Auch diese Kooperation hat den Zweck uns gerade in der Welt der Startups zu positionieren. In Gesprächen mit der Geschäftsführung des Gründerzentrums wurde uns bestätigt, dass wir mit dieser Kooperation den Gründern gerade in den Bereichen Marketing&Sales wichtige Impulse bieten können. Dies ist erforderlich, da die Gründer oft eher einen technischen Background haben. Wir hatten jetzt eine erste Veranstaltung angelehnt an das Format „Die Höhle der Löwen“. Die Diskussionen zwischen Gründern und erfahrenen Geschäftsführern war aus meiner Wahrnehmung sehr bereichernd für alle Beteiligten. Fortsetzung folgt!

Welche Ziele und Aufgaben stehen mittel- und kurzfristig auf Ihrer Agenda als Geschäftsführender Vorstand?

Die Kooperationsstrategie konsequent weiterverfolgen. Wir sehen uns hier neudeutsch als „HUB“ für das Kompetenzfeld Marketing&Sales. Gleichzeitig ist die Gewinnung junger Mitglieder erklärtes Ziel, denn auch hier kann man sagen: „Die Mischung macht’s“. Weiterhin haben wir aus Zeiten der Pandemie gelernt, digitale Meetings und analoge Network-Abende können sich sehr gut ergänzen. Auch müssen wir das attraktive Angebot unseres Zentral-Verbandes (Deutscher Marketing-Verband) mit 66 Marketing-Clubs noch bekannter machen. Viele unserer Mitglieder wissen beispielsweise nicht, dass sie auch als Mitglied in Darmstadt an Veranstaltungen in Berlin, München oder Hamburg kostenfrei teilnehmen können. Dies ist aber in unseren Satzungen so festgehalten, da wir ein Berufsverband sind.

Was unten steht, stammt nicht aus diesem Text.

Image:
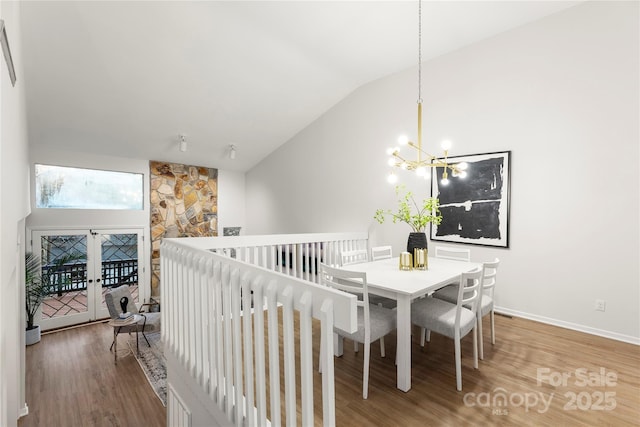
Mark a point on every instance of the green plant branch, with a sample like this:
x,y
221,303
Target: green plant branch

Als Direktor für Privatkunden bei der Sparkasse Darmstadt sind Sie auch in Darmstadt verwurzelt. Verraten Sie uns ihren Lieblingsplatz in der Stadt?

Also mein Büro ist direkt mit Blick auf den Langen Ludwig am Luisenplatz. Als geborener Heiner ist das ja mal schon ein guter Platz im Herzen von Darmstadt. Privat ist mein Lieblingsplatz die Parkbank unter dem Walnussbaum auf der Rosenhöhe.

Was würden Sie in unserer Region zuerst ändern, wenn Geld und Zeit keine Rollen spielen würden?

Im Sinne der Mobilität würde ich gerne die Landkreisstädte Weiterstadt, Roßdorf, Mühltal und Ober-Ramstadt besser an den ÖPNV (Straßenbahn) anbinden. Man sieht, wie gut das mit Griesheim läuft. Als Marketing-Mensch würde ich gerne noch stärker in unsere Veranstaltungen investieren, um die Innenstadt noch lebendiger und vielfältiger zu machen. Und dann noch den Westwald so aufforsten, dass er seinem Namen wieder gerecht wird.